Ordinary steels are called carbon steels general purpose, which are also called common steels. These steels are unalloyed carbon steels. However, they cannot be considered pure iron-carbon alloys.. Some elements, such as, silicon, manganese, sulfur and phosphorus, inevitably fall into this alloy during the production of iron and steel. If the content of these elements does not exceed certain limits, then they are not considered alloying elements.
Limits of impurity content
The permitted limits for these elements are as follows:
on silicon - from 0,35 to 0,5 %;
for manganese - from 0,5 to 0,8 %;
on Wednesday - from 0,01 to 0,035 %;
on phosphorus - from 0,01 to 0,035 %.
In addition to these elements, steel may contain other elements in small quantities..

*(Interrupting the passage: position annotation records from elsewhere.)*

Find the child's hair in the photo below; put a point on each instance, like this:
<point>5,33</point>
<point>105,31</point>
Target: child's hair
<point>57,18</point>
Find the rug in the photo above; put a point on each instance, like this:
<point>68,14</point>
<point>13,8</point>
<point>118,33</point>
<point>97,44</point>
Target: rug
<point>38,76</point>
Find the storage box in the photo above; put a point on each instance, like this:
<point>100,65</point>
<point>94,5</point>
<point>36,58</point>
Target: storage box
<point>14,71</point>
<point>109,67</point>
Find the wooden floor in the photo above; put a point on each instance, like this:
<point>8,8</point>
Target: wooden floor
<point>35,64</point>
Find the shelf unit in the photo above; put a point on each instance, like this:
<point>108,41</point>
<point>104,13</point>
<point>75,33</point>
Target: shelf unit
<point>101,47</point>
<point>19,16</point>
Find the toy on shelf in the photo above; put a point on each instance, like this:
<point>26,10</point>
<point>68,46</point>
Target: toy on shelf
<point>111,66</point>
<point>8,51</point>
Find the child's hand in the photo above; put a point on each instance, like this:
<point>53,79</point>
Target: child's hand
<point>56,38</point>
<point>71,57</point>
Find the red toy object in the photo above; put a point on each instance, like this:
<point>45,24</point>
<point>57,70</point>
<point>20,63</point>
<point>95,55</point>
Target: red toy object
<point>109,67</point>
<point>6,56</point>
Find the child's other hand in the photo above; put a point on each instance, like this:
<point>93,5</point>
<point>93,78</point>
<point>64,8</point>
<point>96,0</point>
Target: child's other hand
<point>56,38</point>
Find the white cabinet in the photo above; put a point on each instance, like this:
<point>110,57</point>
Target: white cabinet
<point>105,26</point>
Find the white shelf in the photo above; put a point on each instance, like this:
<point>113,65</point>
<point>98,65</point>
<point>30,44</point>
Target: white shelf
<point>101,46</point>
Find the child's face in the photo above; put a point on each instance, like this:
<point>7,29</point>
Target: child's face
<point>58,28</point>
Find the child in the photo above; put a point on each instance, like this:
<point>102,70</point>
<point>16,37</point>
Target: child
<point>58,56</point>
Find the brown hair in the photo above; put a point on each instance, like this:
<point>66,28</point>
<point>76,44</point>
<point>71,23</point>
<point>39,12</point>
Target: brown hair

Manganese and silicon - from steel deoxidation
The raw material for steel production is cast iron., which usually contains from 3 to 6 % carbon. This “extra” carbon is burned off by oxidation during the steelmaking process.. However, in this process, part of the iron is oxidized to iron oxide FeO, which dissolves in liquid steel. This adversely affects the strength characteristics of steel.. Therefore, iron oxide FeO is oxidized by its interaction with ferroalloys - ferromanganese FeMn and ferrosilicon FeSi. This process is called steel deoxidation.. In this case, excess manganese and silicon remain in the steel as alloying elements.
Chromium and copper get into steel with steel scrap, and sulfur and phosphorus - with cast iron and steel scrap.
Common steels - unalloyed steels
Therefore, in reality, unalloyed steel in practice turns out to be alloyed with some elements.. but, since these items fall into carbon steel unintentionally, then they are not considered alloying, if they do not exceed the limits, which were mentioned above.
This is perfectly reasonable, since the listed elements in quantities below the permissible limits insignificantly affect the basic properties of two-component iron-carbon alloys. Therefore, unalloyed steels can be considered as two-component iron-carbon alloys with a carbon content of 0 to 2,06 %. Solidification of these steels (primary crystallization) always occurs according to the metastable phase diagram of iron-cementite.
Forms of carbon in steel
Carbon can exist in these steels in two different forms: as a solid solution - in alpha ferrite, delta-ferrite and austenite or in a metal compound - iron carbide Fe3C (cementite). Carbon in steels is always present in a bound form. Presence of carbon in steel as free carbon (graphite) always leads to serious defects in steel, so significantly reduces its strength and leads to embrittlement.
Ordinary steels according to GOST 380-2005
The official name of ordinary steels is as follows, as it is written in the standard GUEST 380-2005: carbon steel of ordinary quality. These steels are the famous St0 steels, St1, St2, St3, St4 St5 and St6 according to GOST 380-2005 contain carbon from 0,06 to 0,49 %. They are widely used for the manufacture of hot rolled products. (varietal, shaped, tolstolistovogo and tonkolistovogo), pipes, forgings and stampings, tapes, wire, hardware and other steel products.